Another geometric question you can ask is for the *ropelength* of your knot: with a rope of a given thickness [5], what is the shortest length you can use to tie that knot? For the linked circles Lord Kelvin thought might be sodium it turns out that that that ropelength is eight times pi.

The knot in the upper left corner of Lord Kelvin's illustration is called the trefoil knot. It is second only to the unknot for simplicity. Amazingly, we don't know its ropelength. Our best estimates put it between 31.32 and 32.743175. So far nobody knows the true value!

There are various techniques which often seem to give close to the shortest possible ropelength, but it is darn difficult to know that you couldn't possibly do better. If you are a practical person of little curiosity, you could settle for using a 33 foot rope to tie your trefoil knot. But on your deathbed you'll wonder if you could have done better.

Jason has used computer searches to find knots which are near to minimal in their ropelength. His software, Ridgerunner, is freely available on his website if you'd like to give it a go. If nothing else, it's quite mesmerizing to watch the videos made by Jason of Ridgerunner's best attempt at a minimal ropelength for each knot.

In March here at 3QD we came across the work of Henry Segerman. Henry likes to use 3D printing to make the sorts of mathematical models Tait and Thomson could only dream of. Henry has a nice video where he talks about knots and, in particular, how he used Jason's calculations to 3D print minimal ropelength versions of all the knots with seven or fewer crossings.

It's remarkable how much and how little we know 150 years after Lord Kelvin first wondered if there was something more to smoke rings.

[1] Image borrowed from a nice article in Quanta magazine which explains how we've come full circle and are now using knot theory to understand vertices in fluid flow.

[2] Image borrowed from here where they built a modern version of Tait's vortex cannon.

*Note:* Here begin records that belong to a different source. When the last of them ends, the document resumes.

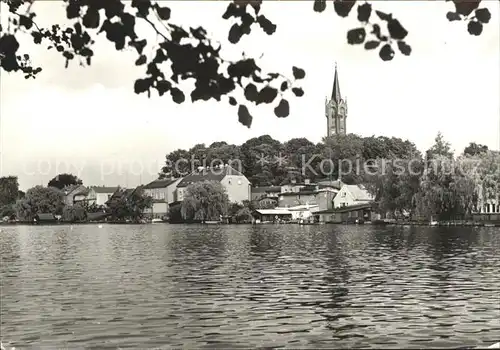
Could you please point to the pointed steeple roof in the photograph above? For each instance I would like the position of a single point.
(336, 87)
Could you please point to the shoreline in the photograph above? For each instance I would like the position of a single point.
(380, 223)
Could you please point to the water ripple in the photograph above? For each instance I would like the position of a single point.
(242, 286)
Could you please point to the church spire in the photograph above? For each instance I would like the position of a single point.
(336, 87)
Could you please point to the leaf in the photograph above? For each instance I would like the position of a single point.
(73, 10)
(298, 73)
(343, 7)
(282, 110)
(386, 53)
(364, 12)
(235, 34)
(141, 60)
(267, 26)
(267, 95)
(91, 19)
(298, 92)
(372, 44)
(244, 116)
(141, 85)
(483, 15)
(453, 16)
(465, 8)
(163, 86)
(177, 95)
(163, 13)
(396, 30)
(319, 5)
(139, 45)
(251, 93)
(404, 48)
(475, 28)
(25, 21)
(356, 36)
(383, 16)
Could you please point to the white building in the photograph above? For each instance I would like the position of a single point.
(99, 195)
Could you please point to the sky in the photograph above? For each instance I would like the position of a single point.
(88, 121)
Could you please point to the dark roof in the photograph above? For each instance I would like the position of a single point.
(298, 193)
(213, 174)
(346, 209)
(75, 189)
(45, 217)
(330, 183)
(160, 183)
(96, 216)
(336, 96)
(122, 192)
(266, 189)
(104, 189)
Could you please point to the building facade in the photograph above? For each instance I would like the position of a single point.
(163, 193)
(237, 186)
(99, 195)
(336, 110)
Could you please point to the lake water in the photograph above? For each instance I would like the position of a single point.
(329, 286)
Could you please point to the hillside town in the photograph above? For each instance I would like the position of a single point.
(345, 178)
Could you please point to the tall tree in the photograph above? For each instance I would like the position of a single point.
(40, 200)
(474, 149)
(395, 183)
(190, 53)
(129, 204)
(9, 190)
(205, 201)
(344, 153)
(441, 148)
(446, 192)
(62, 180)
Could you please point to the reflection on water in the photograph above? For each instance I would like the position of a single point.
(243, 286)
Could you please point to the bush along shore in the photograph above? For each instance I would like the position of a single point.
(458, 223)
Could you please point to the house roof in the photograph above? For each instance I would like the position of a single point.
(346, 209)
(303, 207)
(265, 189)
(359, 193)
(122, 192)
(96, 216)
(298, 193)
(103, 189)
(75, 189)
(159, 183)
(329, 183)
(276, 211)
(45, 217)
(212, 174)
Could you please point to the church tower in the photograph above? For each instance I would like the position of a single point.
(336, 110)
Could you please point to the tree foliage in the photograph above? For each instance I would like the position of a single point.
(74, 213)
(129, 204)
(266, 161)
(9, 190)
(474, 149)
(40, 200)
(446, 192)
(204, 201)
(62, 180)
(189, 53)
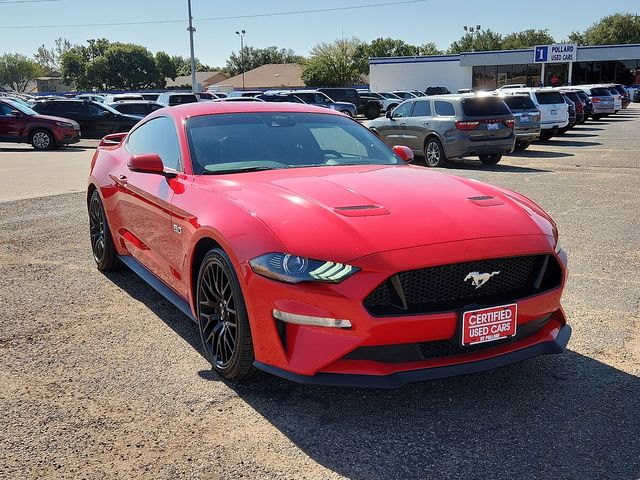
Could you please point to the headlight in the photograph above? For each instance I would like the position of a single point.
(294, 269)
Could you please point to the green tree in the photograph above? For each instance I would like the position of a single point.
(382, 47)
(429, 48)
(482, 41)
(130, 67)
(16, 71)
(256, 57)
(165, 66)
(49, 58)
(526, 39)
(183, 65)
(332, 64)
(616, 29)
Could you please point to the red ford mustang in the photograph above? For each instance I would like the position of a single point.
(303, 246)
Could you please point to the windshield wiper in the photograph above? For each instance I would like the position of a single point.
(256, 168)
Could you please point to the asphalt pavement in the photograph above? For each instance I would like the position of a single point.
(102, 378)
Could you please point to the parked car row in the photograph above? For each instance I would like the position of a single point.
(490, 124)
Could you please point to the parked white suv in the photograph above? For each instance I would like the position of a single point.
(554, 112)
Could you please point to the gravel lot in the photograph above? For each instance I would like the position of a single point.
(101, 378)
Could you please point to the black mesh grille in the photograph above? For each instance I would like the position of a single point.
(444, 288)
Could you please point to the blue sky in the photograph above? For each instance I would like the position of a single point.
(417, 23)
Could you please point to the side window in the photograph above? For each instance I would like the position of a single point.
(403, 110)
(444, 109)
(422, 109)
(5, 109)
(157, 136)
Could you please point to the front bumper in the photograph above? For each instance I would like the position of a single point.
(309, 351)
(556, 344)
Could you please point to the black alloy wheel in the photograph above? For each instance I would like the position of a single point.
(434, 153)
(104, 252)
(222, 318)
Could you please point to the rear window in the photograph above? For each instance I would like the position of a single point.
(519, 102)
(547, 98)
(476, 107)
(444, 109)
(600, 92)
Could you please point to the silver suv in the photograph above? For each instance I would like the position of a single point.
(444, 127)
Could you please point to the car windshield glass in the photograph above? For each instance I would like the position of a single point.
(22, 108)
(519, 102)
(547, 98)
(236, 142)
(475, 107)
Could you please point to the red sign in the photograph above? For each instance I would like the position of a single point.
(489, 324)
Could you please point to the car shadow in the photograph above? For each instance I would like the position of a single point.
(558, 142)
(475, 164)
(559, 416)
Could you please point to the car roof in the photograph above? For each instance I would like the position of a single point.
(188, 110)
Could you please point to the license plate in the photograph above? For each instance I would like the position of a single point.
(489, 324)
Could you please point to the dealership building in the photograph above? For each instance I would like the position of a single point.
(548, 65)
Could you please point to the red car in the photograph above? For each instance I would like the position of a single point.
(20, 124)
(303, 246)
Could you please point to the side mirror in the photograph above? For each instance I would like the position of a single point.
(405, 153)
(147, 163)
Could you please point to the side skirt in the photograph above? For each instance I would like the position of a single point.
(157, 284)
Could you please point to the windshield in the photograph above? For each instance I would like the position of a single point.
(227, 143)
(21, 107)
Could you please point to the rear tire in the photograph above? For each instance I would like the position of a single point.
(102, 247)
(41, 139)
(223, 321)
(434, 155)
(492, 159)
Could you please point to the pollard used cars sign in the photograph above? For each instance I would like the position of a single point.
(560, 52)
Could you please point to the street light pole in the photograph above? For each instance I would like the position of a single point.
(241, 34)
(193, 58)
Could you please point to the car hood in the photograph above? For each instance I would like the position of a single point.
(51, 118)
(343, 213)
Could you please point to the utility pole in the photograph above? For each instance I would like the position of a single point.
(241, 34)
(473, 31)
(193, 58)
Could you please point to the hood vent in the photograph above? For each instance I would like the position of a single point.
(485, 200)
(361, 210)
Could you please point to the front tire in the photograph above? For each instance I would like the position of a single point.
(492, 159)
(222, 318)
(41, 139)
(102, 247)
(434, 153)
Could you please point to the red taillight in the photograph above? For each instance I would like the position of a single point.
(467, 125)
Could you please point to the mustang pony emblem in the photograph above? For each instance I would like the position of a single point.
(478, 279)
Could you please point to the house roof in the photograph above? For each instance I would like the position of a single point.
(201, 77)
(271, 75)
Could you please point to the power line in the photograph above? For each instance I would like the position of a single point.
(212, 19)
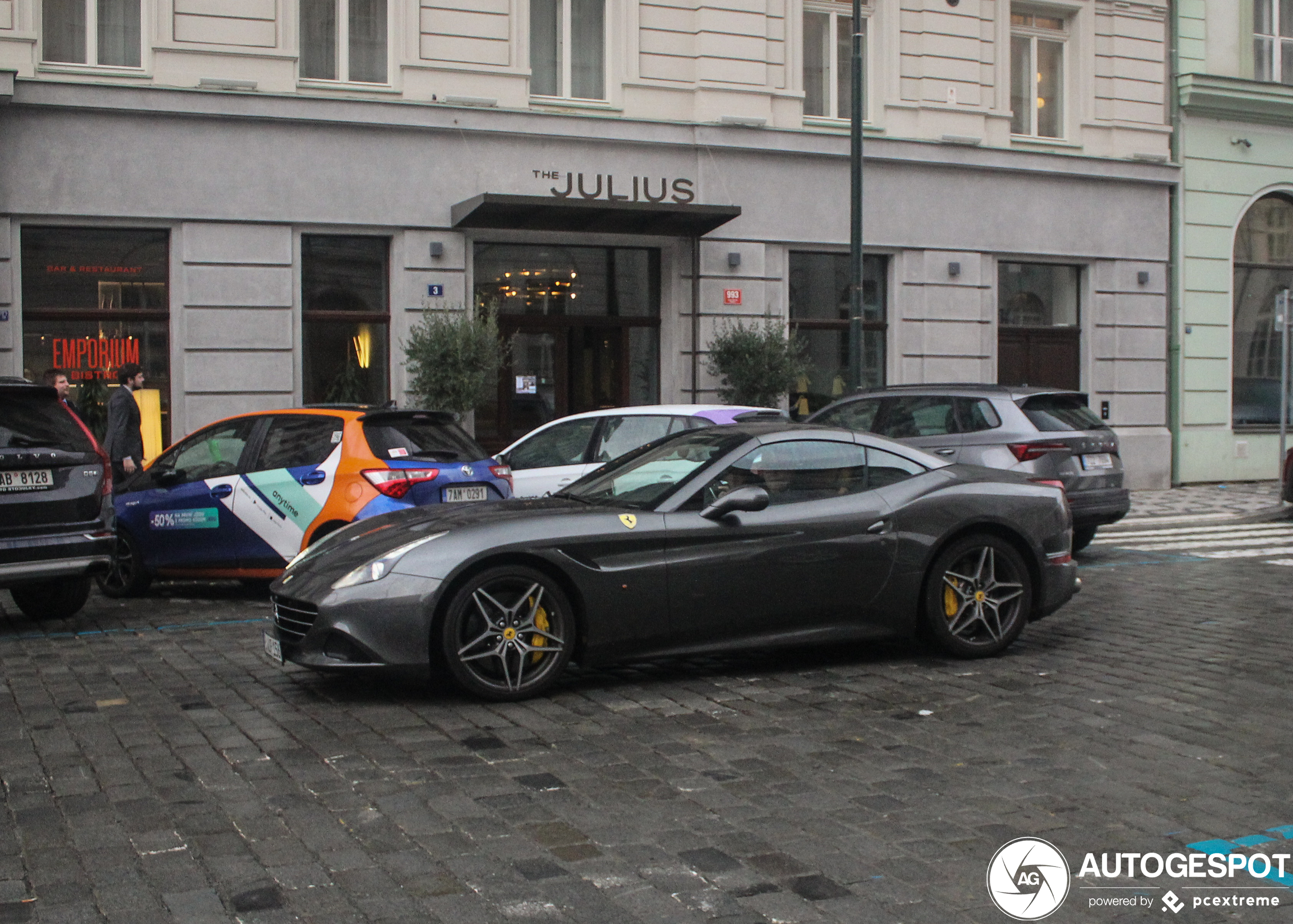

[3] To be precise, we are only classifing the “prime” knots. Some knots can be obtained by combining two simpler knots by cutting the two simple knots and gluing the strands together to merge them into one bigger knot. Those that can't be made in this way are, by analogy with the prime numbers, called prime knots. Once you know these, the rest can be made by gluing.

[4] Real knot theorists never wear loafers.

[5] We'll assume our ropes are always of radius one unit.

[6] Thanks to “Topology and Physics – a Historical Essay” by Charles Nash and “William Thomson: Smoke Rings and Nineteenth-Century Atomism” by Robert Silliman for some of the history surrounding Lord Kelvin and his Vortex Atoms.